Expected Goals in Football
Shots on goal and total shots has often been the yardstick by which punters decide on the likelihood of one football team beating another. Yet there is a better statistical tool known as ‘expected goals’.
If you want to try to predict the score in a football match, then there are a couple of things you will need; statistical information and a ‘model’. Information such as shots to goal ratios and average goals per match, as well as historical data and how to apply it, is the type of information you will need to become more successful in your betting.
Goals are quite a rare occurrence in football when compared to other sports. If you take the last five seasons of matches played in the Premiership, the average goals per match has been 2.72. but be aware that around 50% of the match result can be due to dumb luck! This could be because of unlikely deflections or officials’ decisions such as offside and penalties given / not given incorrectly.
It makes sense, therefore, to use a larger data sample. so you could use shots on goal or total shots but the problem with this data is that although we know that all goals are worth the same, the chances of a shot resulting in a goal can vary greatly. This is where expected goals ( ‘xG’ ) can be invaluable.
The number of goals a team (or teams) are expected to score in a match. This is calculated by assigning a value to shots on goal, total number of shots, location of shots, the in-game position and the proximity of opposition defenders.
Over the last five seasons in Premier League matches, shots have been converted around 9.6% of the time but if you place those shots into categories, then you can see just how much the conversion rate can vary.
By checking historical data, we can calculate the average likelihood of each shot being scored by using as many factors as we like. Some models include whether a is goal scored with a player’s feet or if it’s a headed goal, the build up to the shot or situation that led to the shot. Naturally the latter uses advanced data and analysis skills but simpler systems exist. Here is an example:
Penalties. In the five years between the 2011/12 and 2015/16 Premier League season, there were a total of 443 penalties awarded and of those 347 were scored. This means that 78.3% of penalties were converted. We can now give an expected goal value of 0.783 to penalties.
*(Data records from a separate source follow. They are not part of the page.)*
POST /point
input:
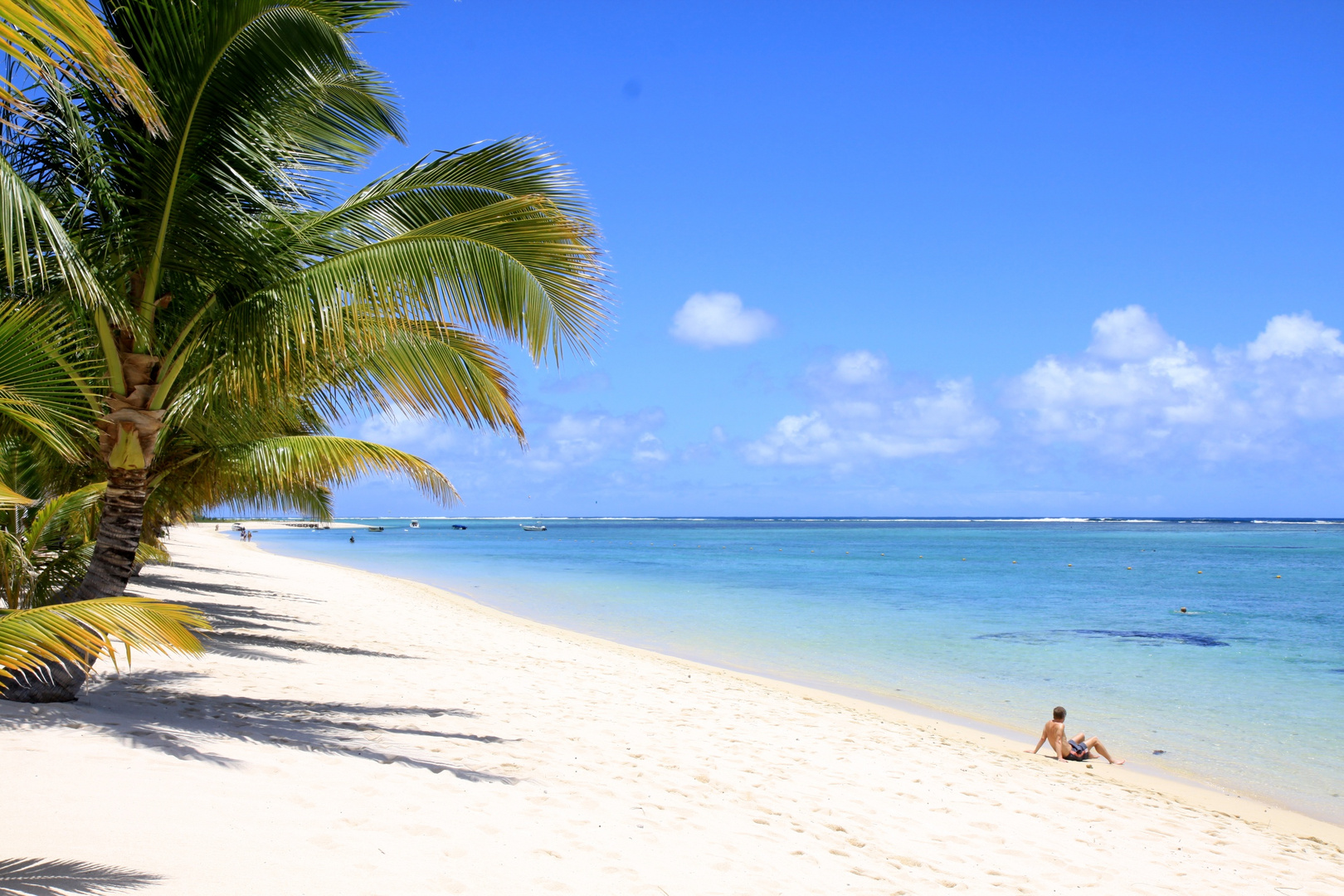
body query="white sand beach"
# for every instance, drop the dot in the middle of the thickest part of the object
(357, 733)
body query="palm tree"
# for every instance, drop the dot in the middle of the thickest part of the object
(63, 41)
(69, 637)
(219, 280)
(226, 273)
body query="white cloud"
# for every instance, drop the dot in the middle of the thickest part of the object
(558, 441)
(717, 320)
(859, 367)
(859, 416)
(1137, 391)
(1294, 336)
(1127, 334)
(648, 449)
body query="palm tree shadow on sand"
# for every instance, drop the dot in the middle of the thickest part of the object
(65, 878)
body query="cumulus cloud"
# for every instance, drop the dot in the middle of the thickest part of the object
(717, 320)
(859, 416)
(1137, 391)
(558, 441)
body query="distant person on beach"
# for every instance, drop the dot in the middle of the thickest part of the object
(1074, 748)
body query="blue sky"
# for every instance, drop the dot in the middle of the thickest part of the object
(914, 258)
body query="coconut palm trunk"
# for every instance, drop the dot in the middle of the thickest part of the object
(231, 278)
(127, 438)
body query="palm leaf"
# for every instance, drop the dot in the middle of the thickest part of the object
(66, 37)
(81, 631)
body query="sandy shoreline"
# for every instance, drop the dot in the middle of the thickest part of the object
(307, 754)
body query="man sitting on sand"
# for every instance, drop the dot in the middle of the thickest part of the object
(1075, 748)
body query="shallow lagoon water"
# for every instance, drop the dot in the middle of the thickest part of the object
(996, 621)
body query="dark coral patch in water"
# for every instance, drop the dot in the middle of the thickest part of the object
(1122, 635)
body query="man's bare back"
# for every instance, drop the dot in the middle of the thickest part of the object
(1074, 748)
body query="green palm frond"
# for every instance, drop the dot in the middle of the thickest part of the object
(81, 631)
(67, 38)
(304, 461)
(42, 390)
(11, 499)
(54, 519)
(37, 247)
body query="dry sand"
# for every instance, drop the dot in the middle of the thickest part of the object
(355, 733)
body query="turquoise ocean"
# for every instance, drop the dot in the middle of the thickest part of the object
(995, 621)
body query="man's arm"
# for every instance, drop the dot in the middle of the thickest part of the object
(1043, 738)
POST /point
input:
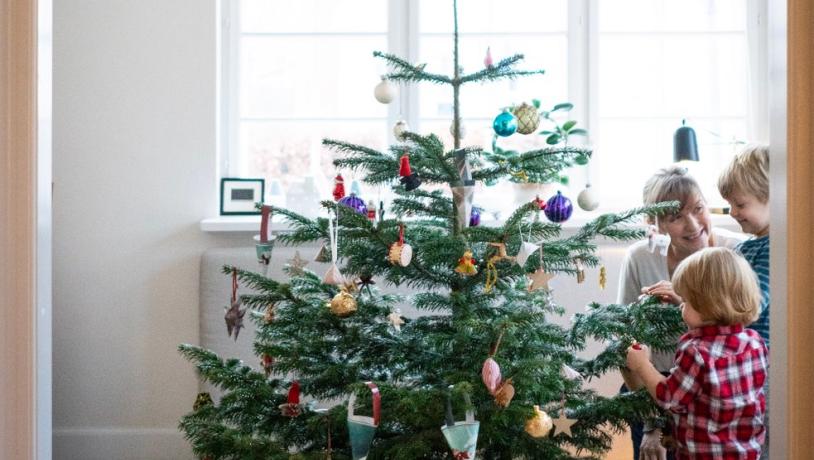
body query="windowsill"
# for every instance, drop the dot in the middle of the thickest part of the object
(247, 224)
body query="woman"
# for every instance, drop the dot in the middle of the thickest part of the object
(648, 272)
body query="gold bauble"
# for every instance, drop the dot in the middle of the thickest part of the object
(343, 304)
(504, 393)
(527, 118)
(539, 426)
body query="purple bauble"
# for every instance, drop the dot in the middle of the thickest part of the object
(474, 217)
(558, 208)
(356, 203)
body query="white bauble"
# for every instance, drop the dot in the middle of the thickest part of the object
(385, 92)
(461, 127)
(400, 128)
(587, 199)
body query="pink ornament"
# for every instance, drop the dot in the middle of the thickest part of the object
(487, 61)
(491, 375)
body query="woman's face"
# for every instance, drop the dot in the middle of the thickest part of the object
(689, 229)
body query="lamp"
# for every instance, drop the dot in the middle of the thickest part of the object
(685, 146)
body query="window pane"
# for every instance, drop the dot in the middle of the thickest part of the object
(310, 76)
(494, 16)
(313, 16)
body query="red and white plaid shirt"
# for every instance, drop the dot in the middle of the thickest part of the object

Big Chances. 2,579 of a total of 6,213 ‘big chances’ were converted (including penalties) but non-penalty big chances were converted 38.7%, which gives these types of shots an xG value of 0.387.
(Opta defines ‘big chances’ as “a situation where a player should reasonably be expected to score (usually in a one-on-one scenario or from very close range).
Shots in Area. Leaving aside penalties and big chances, there were 22,822 ‘non-big chances’ within in the box, with 1,587 scored / converted, (7%) giving an average expected goal value of 0.070.
Shots Outside Area. Lastly there are long range shots outside the box. There were 22,318 of these during the five year period, with 809 of them being converted (3.6%) . These types of shots. therefore, have an expected goal value of 0.036.
Expected goals per team
Shot data is widely available online and with this information you can quickly find the xG for each team in a game. Taking a recent sample of over 200 Premiership games, which took in most of the 2017 season, of the matches that were ‘won’ (own goals excluded) the team that had the most shots prevailed in 151 (72%) of games, whilst the team that had a higher xG score won in 170 games (81% of the time). So the advantages of xG are clear.
Using xG data and Poisson Distribution, you can calculate your own odds for football matches, that you can then compare for value with the wider market. You can also predict the likely score and the home win, draw, or away win.
The limitations of the xG / model
There are of course limitation to any model / system. xG for instance, cannot know about ‘subjective factors’ such as unrest in the squad, if a new manager has just taken over, if a top player is out injured, or if a team has had a demanding recent schedule but such information is easily available across the web or comes out in news reports.
Also, xG system like the one detailed above will not predict a ‘spike’ or high scoring game.
So in conclusion, by making use of stats / xG and Poisson Distribution, you can assess the quality of a team’s attack and defence much more accurately, as well as score predictions for soccer matches.